Taiwan is the most dangerous example of this risk. It has now been more than 30 years since the United States coupled recognition of one China with a call for a peaceful resolution of the Taiwan question. Although economic and social ties between the island and the mainland have since grown, political relations have soured. Taiwan, under its current president, seems to be creeping toward outright independence, whereas mainland China continues to seek its isolation and to threaten it by positioning some 500 missiles across the Taiwan Strait. The United States, acting on its commitment to Taiwan's security, has provided the island with ever more sophisticated military equipment. Despite U.S. warnings to both sides, if Taiwan oversteps the line between provisional autonomy and independence or if China grows impatient, the region could explode.

Kashmir remains divided between nuclear-armed India and Pakistan. Since 1989, the conflict there has taken 40,000 lives, many in clashes along the Line of Control that separates the two belligerents. India and Pakistan have recently softened their hawkish rhetoric toward each other, but neither side appears ready for a mutually acceptable settlement. Economic or political instabilities within Pakistan could easily ignite the conflict once more.
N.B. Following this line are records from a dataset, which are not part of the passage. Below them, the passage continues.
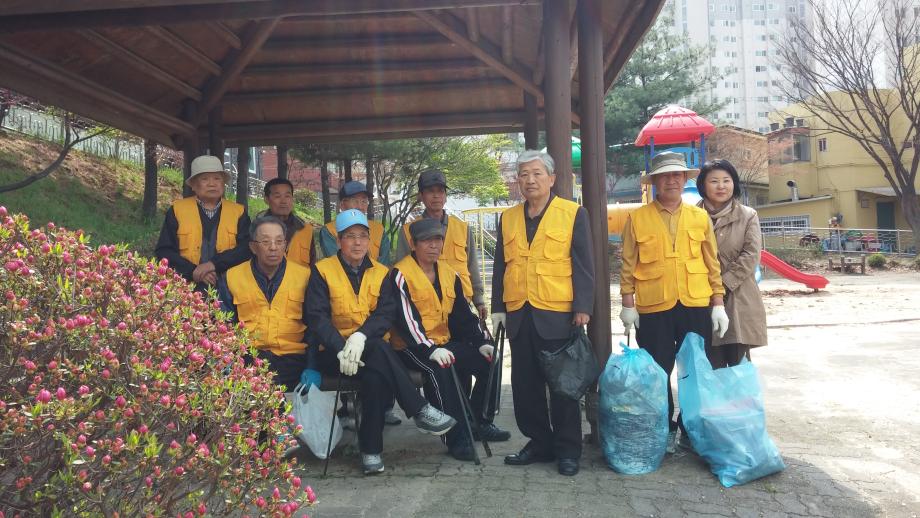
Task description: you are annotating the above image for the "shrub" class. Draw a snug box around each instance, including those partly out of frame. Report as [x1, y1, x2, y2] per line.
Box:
[866, 254, 888, 268]
[0, 207, 316, 516]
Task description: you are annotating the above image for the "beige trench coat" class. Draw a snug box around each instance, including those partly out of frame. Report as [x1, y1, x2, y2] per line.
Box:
[712, 200, 767, 347]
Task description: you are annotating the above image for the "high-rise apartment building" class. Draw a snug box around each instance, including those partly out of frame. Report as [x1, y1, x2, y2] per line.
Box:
[662, 0, 813, 133]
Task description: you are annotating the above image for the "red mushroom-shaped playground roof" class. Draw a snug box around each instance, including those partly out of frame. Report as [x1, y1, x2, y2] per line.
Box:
[636, 104, 716, 146]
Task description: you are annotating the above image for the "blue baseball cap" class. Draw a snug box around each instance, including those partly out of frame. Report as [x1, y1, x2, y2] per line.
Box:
[335, 209, 371, 233]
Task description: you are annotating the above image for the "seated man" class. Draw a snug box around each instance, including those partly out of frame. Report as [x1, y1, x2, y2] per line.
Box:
[390, 218, 511, 460]
[217, 216, 311, 392]
[307, 209, 457, 475]
[156, 155, 250, 290]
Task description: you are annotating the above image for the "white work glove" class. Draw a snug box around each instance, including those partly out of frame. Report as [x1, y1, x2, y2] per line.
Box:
[342, 331, 367, 363]
[428, 346, 454, 369]
[492, 313, 508, 333]
[712, 306, 728, 338]
[620, 308, 639, 333]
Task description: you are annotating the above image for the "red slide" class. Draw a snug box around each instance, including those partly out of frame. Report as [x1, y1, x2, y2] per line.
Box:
[760, 250, 828, 290]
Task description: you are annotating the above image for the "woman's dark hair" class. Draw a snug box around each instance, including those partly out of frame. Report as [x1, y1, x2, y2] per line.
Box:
[696, 158, 741, 199]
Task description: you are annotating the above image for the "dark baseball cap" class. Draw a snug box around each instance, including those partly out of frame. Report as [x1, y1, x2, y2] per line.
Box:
[409, 218, 444, 243]
[418, 169, 447, 192]
[339, 180, 370, 199]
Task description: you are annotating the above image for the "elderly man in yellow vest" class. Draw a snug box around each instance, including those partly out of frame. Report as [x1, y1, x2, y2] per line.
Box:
[217, 216, 312, 392]
[319, 181, 390, 265]
[260, 178, 315, 268]
[156, 156, 250, 289]
[492, 150, 606, 476]
[307, 209, 456, 475]
[391, 218, 511, 460]
[396, 169, 489, 319]
[620, 152, 728, 453]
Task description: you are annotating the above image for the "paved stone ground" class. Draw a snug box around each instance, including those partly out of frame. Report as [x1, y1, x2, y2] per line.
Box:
[292, 274, 920, 518]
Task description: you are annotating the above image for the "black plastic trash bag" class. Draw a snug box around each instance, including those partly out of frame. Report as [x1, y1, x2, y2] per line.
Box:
[539, 326, 601, 401]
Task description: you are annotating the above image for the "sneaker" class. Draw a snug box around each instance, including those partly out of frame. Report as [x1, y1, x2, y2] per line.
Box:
[665, 430, 677, 453]
[383, 408, 402, 426]
[473, 423, 511, 442]
[413, 405, 457, 435]
[361, 453, 383, 475]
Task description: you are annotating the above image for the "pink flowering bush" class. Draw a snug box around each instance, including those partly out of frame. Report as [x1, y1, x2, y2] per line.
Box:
[0, 207, 316, 518]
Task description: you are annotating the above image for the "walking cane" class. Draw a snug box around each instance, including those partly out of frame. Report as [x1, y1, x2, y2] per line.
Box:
[449, 364, 492, 466]
[323, 373, 344, 478]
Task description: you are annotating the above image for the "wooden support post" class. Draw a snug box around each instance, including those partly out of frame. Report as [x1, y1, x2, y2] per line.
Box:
[580, 0, 611, 443]
[141, 139, 157, 221]
[543, 2, 572, 200]
[278, 146, 288, 180]
[524, 92, 540, 149]
[236, 144, 250, 209]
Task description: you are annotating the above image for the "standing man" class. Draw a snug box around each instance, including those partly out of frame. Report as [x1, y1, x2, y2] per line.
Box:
[307, 209, 456, 475]
[492, 150, 592, 476]
[319, 181, 390, 265]
[217, 216, 311, 392]
[156, 155, 250, 290]
[396, 169, 489, 319]
[620, 151, 728, 453]
[260, 178, 316, 268]
[391, 218, 511, 460]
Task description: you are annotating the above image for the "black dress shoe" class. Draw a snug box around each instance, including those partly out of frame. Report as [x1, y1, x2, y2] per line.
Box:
[505, 444, 556, 466]
[559, 459, 578, 477]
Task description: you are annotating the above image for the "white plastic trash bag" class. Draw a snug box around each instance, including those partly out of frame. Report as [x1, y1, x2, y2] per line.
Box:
[284, 383, 342, 459]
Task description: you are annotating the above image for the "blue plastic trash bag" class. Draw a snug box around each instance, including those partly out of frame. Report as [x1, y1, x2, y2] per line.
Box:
[598, 344, 668, 475]
[677, 333, 786, 487]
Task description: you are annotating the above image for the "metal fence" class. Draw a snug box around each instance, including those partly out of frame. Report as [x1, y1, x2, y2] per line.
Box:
[761, 225, 917, 255]
[3, 106, 144, 164]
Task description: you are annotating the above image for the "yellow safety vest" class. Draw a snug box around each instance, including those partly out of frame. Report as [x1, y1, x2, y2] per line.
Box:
[630, 203, 712, 313]
[173, 196, 246, 264]
[326, 220, 383, 261]
[501, 196, 578, 313]
[393, 255, 457, 345]
[227, 259, 310, 354]
[316, 256, 389, 339]
[287, 223, 313, 267]
[403, 216, 473, 299]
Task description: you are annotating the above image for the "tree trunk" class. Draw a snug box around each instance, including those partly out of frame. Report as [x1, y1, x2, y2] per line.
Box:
[319, 160, 332, 223]
[141, 140, 157, 221]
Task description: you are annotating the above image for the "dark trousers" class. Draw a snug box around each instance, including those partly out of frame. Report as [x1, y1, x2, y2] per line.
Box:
[318, 338, 425, 454]
[636, 302, 712, 431]
[400, 342, 495, 445]
[511, 312, 581, 459]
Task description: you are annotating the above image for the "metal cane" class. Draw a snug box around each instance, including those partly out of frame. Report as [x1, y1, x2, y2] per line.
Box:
[448, 364, 492, 466]
[323, 374, 343, 478]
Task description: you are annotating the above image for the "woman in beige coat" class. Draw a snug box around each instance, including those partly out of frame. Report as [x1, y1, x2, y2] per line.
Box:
[696, 160, 767, 369]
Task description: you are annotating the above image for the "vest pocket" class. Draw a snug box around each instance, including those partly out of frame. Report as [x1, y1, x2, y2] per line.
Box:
[687, 228, 706, 257]
[633, 266, 664, 306]
[543, 230, 570, 261]
[536, 262, 574, 302]
[685, 260, 712, 299]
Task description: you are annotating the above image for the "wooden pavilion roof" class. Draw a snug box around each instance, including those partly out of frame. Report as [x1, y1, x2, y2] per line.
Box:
[0, 0, 664, 146]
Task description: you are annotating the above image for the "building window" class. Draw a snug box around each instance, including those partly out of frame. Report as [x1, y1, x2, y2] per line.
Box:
[760, 214, 811, 235]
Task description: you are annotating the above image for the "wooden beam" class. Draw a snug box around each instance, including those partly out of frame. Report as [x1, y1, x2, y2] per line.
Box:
[0, 42, 193, 141]
[415, 11, 543, 98]
[242, 59, 491, 77]
[205, 22, 243, 49]
[79, 29, 201, 101]
[145, 25, 220, 76]
[192, 18, 281, 126]
[223, 79, 515, 103]
[0, 0, 541, 34]
[501, 5, 514, 65]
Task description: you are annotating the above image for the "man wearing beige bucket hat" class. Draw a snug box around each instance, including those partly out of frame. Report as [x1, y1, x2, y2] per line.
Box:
[620, 151, 728, 453]
[156, 155, 250, 289]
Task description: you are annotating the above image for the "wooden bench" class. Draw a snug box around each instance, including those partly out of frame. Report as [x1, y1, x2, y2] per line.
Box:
[827, 254, 866, 275]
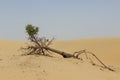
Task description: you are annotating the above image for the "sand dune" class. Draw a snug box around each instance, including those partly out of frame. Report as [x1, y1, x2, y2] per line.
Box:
[0, 38, 120, 80]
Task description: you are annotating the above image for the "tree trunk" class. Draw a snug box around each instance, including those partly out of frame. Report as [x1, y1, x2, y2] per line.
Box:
[43, 47, 75, 58]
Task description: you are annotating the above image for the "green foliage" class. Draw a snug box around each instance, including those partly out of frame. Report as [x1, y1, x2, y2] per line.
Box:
[26, 24, 39, 36]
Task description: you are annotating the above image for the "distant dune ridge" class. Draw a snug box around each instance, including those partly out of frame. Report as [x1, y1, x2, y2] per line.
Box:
[0, 38, 120, 80]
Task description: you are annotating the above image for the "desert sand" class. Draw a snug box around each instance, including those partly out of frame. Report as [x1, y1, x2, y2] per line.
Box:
[0, 38, 120, 80]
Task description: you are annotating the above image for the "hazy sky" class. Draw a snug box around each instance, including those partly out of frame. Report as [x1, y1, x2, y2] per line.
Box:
[0, 0, 120, 40]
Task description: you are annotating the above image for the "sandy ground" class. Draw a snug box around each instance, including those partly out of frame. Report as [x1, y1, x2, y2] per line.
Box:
[0, 38, 120, 80]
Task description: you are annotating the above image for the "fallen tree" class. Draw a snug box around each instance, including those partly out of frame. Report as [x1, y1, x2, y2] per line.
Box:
[23, 24, 115, 71]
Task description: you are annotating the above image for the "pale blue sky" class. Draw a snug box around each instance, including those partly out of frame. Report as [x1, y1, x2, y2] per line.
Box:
[0, 0, 120, 40]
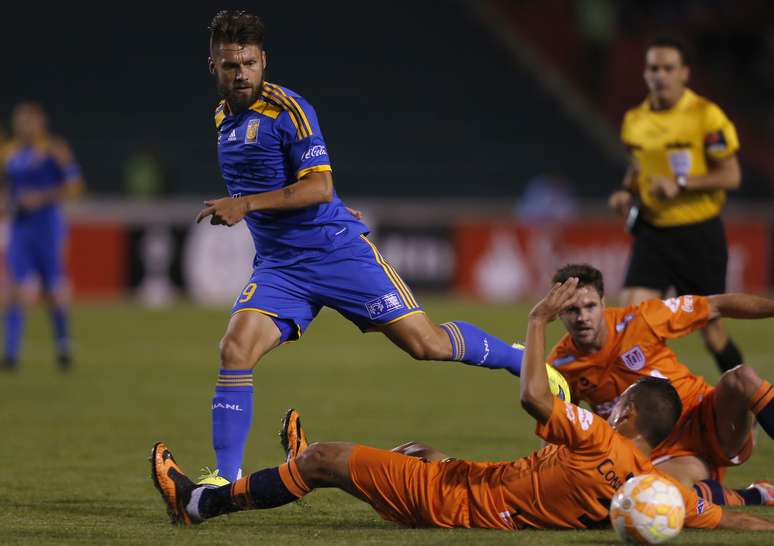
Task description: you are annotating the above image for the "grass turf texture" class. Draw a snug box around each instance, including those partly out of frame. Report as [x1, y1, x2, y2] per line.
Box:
[0, 298, 774, 545]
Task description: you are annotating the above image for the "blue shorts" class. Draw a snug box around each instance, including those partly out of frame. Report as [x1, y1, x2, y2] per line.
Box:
[8, 213, 67, 292]
[231, 235, 424, 342]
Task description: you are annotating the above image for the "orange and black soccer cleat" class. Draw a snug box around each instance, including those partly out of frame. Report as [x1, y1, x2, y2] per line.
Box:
[747, 481, 774, 506]
[280, 408, 309, 462]
[150, 442, 199, 525]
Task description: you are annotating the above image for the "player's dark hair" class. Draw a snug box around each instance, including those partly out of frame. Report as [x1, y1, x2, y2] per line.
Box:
[551, 264, 605, 298]
[631, 377, 683, 447]
[209, 9, 266, 48]
[645, 34, 691, 66]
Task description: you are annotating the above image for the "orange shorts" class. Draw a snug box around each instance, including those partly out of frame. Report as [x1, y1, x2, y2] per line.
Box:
[349, 445, 513, 529]
[650, 389, 753, 480]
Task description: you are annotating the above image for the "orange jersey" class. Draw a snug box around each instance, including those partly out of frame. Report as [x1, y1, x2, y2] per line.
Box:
[349, 398, 722, 529]
[548, 296, 712, 416]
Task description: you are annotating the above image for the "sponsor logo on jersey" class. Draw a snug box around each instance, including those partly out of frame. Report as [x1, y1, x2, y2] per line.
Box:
[301, 144, 328, 161]
[554, 355, 576, 367]
[621, 345, 645, 372]
[704, 131, 728, 152]
[615, 313, 634, 334]
[245, 118, 261, 144]
[597, 459, 634, 489]
[366, 292, 404, 320]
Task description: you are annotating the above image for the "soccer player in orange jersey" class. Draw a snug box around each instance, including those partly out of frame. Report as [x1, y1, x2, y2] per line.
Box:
[548, 264, 774, 504]
[151, 278, 774, 531]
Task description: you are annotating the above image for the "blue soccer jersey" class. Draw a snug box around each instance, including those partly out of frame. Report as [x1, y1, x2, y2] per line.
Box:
[4, 138, 80, 289]
[215, 82, 368, 265]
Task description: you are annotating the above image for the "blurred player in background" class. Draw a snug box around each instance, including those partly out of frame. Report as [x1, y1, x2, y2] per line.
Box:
[151, 279, 774, 531]
[548, 264, 774, 504]
[197, 11, 523, 483]
[609, 38, 742, 371]
[2, 102, 83, 369]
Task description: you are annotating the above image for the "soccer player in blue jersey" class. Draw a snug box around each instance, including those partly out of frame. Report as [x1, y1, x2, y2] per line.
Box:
[197, 11, 523, 481]
[0, 102, 83, 369]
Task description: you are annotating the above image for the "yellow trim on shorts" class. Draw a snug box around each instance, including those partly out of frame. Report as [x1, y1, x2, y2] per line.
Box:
[231, 307, 279, 318]
[360, 233, 419, 309]
[374, 309, 425, 326]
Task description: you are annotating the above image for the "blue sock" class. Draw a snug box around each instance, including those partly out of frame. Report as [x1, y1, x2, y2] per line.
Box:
[441, 320, 524, 376]
[5, 305, 24, 360]
[51, 307, 70, 355]
[212, 369, 253, 482]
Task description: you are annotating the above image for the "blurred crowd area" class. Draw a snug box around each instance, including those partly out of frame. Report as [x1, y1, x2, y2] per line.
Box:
[500, 0, 774, 197]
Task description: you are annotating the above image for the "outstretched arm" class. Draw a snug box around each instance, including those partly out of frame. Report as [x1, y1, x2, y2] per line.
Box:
[520, 277, 578, 424]
[716, 510, 774, 531]
[708, 293, 774, 319]
[196, 171, 333, 226]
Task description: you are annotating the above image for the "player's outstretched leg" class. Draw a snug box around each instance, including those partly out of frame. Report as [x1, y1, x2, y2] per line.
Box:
[693, 480, 774, 506]
[3, 301, 24, 370]
[279, 408, 309, 462]
[212, 311, 280, 482]
[714, 365, 774, 442]
[151, 442, 358, 525]
[380, 313, 524, 376]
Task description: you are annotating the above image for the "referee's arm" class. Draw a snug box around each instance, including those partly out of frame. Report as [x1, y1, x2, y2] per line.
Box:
[607, 163, 639, 216]
[683, 154, 742, 191]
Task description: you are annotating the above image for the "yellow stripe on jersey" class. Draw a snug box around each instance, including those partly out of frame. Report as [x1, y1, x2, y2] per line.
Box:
[360, 235, 417, 309]
[263, 87, 306, 140]
[262, 82, 312, 140]
[215, 100, 226, 129]
[250, 97, 283, 119]
[266, 82, 312, 136]
[296, 165, 333, 180]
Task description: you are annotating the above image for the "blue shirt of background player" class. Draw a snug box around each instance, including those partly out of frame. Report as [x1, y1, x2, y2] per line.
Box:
[215, 82, 368, 266]
[5, 142, 80, 223]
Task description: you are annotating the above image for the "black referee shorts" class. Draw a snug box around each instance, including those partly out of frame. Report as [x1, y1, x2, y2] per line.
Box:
[624, 216, 728, 295]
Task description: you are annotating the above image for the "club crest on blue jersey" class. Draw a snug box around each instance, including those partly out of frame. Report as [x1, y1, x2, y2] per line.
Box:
[245, 118, 261, 144]
[366, 292, 405, 320]
[621, 345, 645, 372]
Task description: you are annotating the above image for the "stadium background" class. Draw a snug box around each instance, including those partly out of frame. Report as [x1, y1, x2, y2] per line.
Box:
[0, 0, 774, 544]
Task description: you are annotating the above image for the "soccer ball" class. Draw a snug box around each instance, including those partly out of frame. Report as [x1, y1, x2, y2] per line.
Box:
[546, 364, 570, 402]
[610, 474, 685, 544]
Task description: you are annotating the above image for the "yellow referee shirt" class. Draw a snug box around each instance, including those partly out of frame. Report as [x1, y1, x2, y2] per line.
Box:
[621, 89, 739, 226]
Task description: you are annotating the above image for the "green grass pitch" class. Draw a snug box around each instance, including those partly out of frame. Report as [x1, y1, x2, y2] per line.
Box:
[0, 298, 774, 545]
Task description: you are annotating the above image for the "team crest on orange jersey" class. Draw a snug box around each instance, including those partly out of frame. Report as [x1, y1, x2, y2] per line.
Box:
[245, 118, 261, 144]
[621, 345, 645, 372]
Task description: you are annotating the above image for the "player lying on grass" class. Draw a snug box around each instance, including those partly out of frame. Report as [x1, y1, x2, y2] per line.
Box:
[151, 278, 774, 530]
[548, 264, 774, 505]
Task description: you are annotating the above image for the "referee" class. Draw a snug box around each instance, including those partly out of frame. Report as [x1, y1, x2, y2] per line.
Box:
[608, 38, 742, 371]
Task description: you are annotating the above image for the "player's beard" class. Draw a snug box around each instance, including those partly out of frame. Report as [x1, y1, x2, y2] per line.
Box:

North Korea is another potential flash point. Several recent rounds of six-party talks held under Chinese auspices have so far failed to persuade Kim Jong Il to scrap his nuclear weapons program in exchange for security guarantees and aid to North Korea's decrepit economy. Instead, the talks have brought recriminations: toward the United States, for offering too little; toward North Korea, for remaining intransigent; and toward China, for applying insufficient pressure on its dependent neighbor. Now recently disclosed evidence suggests that North Korea's nuclear efforts are even more advanced than was previously believed. As Vice President Dick Cheney warned China's leaders during an April trip, time may be running out for a negotiated resolution to the crisis.

SHIFTING PRIORITIES

For more than half a century, the United States has provided stability in the Pacific through its military presence there, its alliances with Japan and South Korea, and its commitment to fostering economic progress. Indeed, in its early days, the Bush administration stressed its intention to strengthen those traditional ties and to treat China more as a strategic competitor than as a prospective partner. Recent events, however -- including the attacks of September 11, 2001 -- have changed the emphasis of U.S. policy. Today, far less is expected of South Korea than in the past, thanks in part to Seoul's new leaders, who represent a younger generation of Koreans enamored of China, disaffected with the United States, and unafraid of the North.

Japan, meanwhile, faced with a rising China, a nuclear-armed North Korea, and increasing tension over Taiwan, is feeling insecure. It has thus signed on to develop a missile defense system with U.S. aid and is considering easing constitutional limits on the development and deployment of its military forces.